Of course, adoption also involves parents who are not biologically related.  But they undergo a long, complex process to attain the same legal status as biological parents.  What homosexual activists wanted was the presumption of parentage so they would not have to go through the adoption process.  And that’s what Obergefell gave them.  As Yale law professor Douglas NeJaime explains, the majority “affirmed a model of parenthood based on chosen, functional bonds rather than biology alone.”

In short, when legal marriage was reduced to an emotional bond formalized by a contract, legal parenthood was reduced to a contract as well. 

And who defines the terms of the contract? The state. 

Until now, the state has been called on to assign parenthood only in rare cases of contested custody, when an adult who is not a biological parent wants parental rights, such as a stepparent, grandparent, or same-sex partner.  The state then asks questions such as: Did the child call this adult “mother”? How much time did they spend together? The court has to decide who counts as a parent on relatively subjective grounds.
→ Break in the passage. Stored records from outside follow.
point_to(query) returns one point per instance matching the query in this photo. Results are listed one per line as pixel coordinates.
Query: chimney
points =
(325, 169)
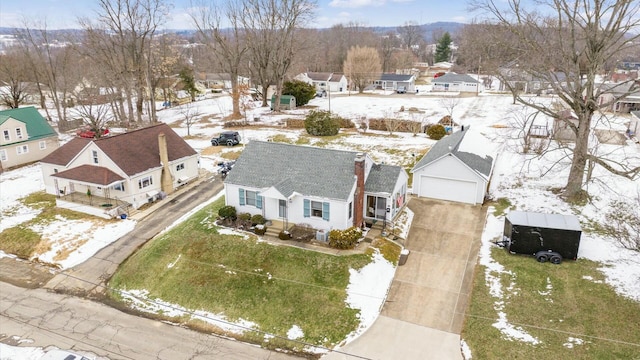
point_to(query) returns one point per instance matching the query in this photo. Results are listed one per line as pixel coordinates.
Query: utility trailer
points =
(548, 237)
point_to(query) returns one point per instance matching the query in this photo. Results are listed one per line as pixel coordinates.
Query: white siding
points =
(338, 210)
(428, 181)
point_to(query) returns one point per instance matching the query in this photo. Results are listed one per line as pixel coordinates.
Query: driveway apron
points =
(424, 312)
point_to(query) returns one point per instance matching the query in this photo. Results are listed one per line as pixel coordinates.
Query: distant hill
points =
(431, 31)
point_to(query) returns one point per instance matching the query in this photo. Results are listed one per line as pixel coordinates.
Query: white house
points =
(457, 168)
(114, 173)
(26, 137)
(455, 82)
(393, 81)
(325, 81)
(326, 189)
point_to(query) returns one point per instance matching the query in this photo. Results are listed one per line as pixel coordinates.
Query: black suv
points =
(228, 138)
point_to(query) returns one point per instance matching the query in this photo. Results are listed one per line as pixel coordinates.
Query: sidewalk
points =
(203, 176)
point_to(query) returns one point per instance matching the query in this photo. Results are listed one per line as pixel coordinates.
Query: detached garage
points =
(457, 168)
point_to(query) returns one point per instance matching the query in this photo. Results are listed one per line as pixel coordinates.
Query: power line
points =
(193, 313)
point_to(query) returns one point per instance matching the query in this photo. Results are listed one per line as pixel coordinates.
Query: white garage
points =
(457, 168)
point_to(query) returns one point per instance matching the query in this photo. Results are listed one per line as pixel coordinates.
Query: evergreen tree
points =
(188, 82)
(443, 51)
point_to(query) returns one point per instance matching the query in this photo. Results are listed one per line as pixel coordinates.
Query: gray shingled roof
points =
(450, 144)
(453, 78)
(382, 178)
(395, 77)
(305, 170)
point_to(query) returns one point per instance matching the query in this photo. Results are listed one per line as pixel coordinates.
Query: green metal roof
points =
(37, 126)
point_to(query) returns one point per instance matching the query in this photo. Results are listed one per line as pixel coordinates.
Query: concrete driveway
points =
(424, 313)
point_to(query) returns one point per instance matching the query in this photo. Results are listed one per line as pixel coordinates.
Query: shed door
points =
(448, 189)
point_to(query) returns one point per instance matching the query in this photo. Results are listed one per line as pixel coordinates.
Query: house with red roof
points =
(108, 176)
(26, 137)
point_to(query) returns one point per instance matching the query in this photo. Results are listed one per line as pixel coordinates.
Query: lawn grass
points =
(274, 286)
(587, 309)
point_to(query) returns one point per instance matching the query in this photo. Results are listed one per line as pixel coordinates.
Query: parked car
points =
(89, 133)
(228, 138)
(58, 354)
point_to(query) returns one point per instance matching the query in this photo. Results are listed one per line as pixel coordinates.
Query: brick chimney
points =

What the 2017 ruling means is that, in principle, the state now decides who counts as a parent for all children.  Parental rights and responsibilities no longer belong to biological parents by default but are rights to be distributed at the pleasure of a bureaucratic state.  It will be much easier for government authorities to intrude into the family, make decisions about how children are raised and educated, or even remove them from the home.
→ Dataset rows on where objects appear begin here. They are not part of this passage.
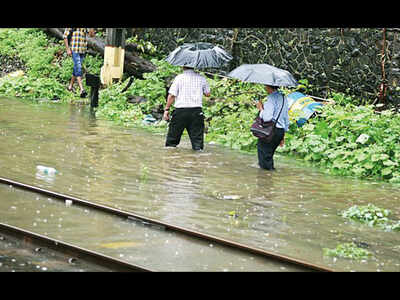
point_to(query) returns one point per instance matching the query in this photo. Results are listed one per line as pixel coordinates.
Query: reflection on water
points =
(293, 211)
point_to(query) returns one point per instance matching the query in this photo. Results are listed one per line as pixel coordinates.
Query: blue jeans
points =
(78, 60)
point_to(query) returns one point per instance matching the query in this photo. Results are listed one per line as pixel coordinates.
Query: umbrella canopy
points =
(198, 55)
(264, 74)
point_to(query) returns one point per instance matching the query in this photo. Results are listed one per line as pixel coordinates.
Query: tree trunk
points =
(133, 64)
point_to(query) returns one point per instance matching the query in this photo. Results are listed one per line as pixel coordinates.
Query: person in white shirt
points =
(187, 91)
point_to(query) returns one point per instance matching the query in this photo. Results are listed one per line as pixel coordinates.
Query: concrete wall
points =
(347, 60)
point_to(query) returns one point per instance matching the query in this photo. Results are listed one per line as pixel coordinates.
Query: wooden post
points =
(114, 55)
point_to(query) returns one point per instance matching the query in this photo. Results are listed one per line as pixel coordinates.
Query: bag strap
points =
(283, 103)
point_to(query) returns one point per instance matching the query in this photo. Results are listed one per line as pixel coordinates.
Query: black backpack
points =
(69, 37)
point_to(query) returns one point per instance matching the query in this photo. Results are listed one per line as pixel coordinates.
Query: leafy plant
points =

Put bluntly, you are now your child’s legal parent only by permission of the state.  And what the state gives, the state can take away. 

Authoritarian governments have always sought to bring the family under greater state control so they can inculcate their own ideology into young minds and create docile citizens.  This is a clue to an important principle -- that families are a crucial means of protecting pre-political rights and limiting the power of the state.  The family is the first of what Edmund Burke famously called the “little platoons” that stand between the individual and an overweening state.

Kennedy is still clueless about the destructive impact of Obergefell. It laid the legal basis for the dissolution of the natural family and its replacement by contractual relationships regulated by an authoritarian state.

And those who suffer most from his hubris will be the nation’s children. 

Nancy Pearcey is professor and scholar in residence at Houston Baptist University and editor-at-large of the Pearcey Report. Her books include Total Truth and Love Thy Body: Answering Hard Questions about Life & Sexuality.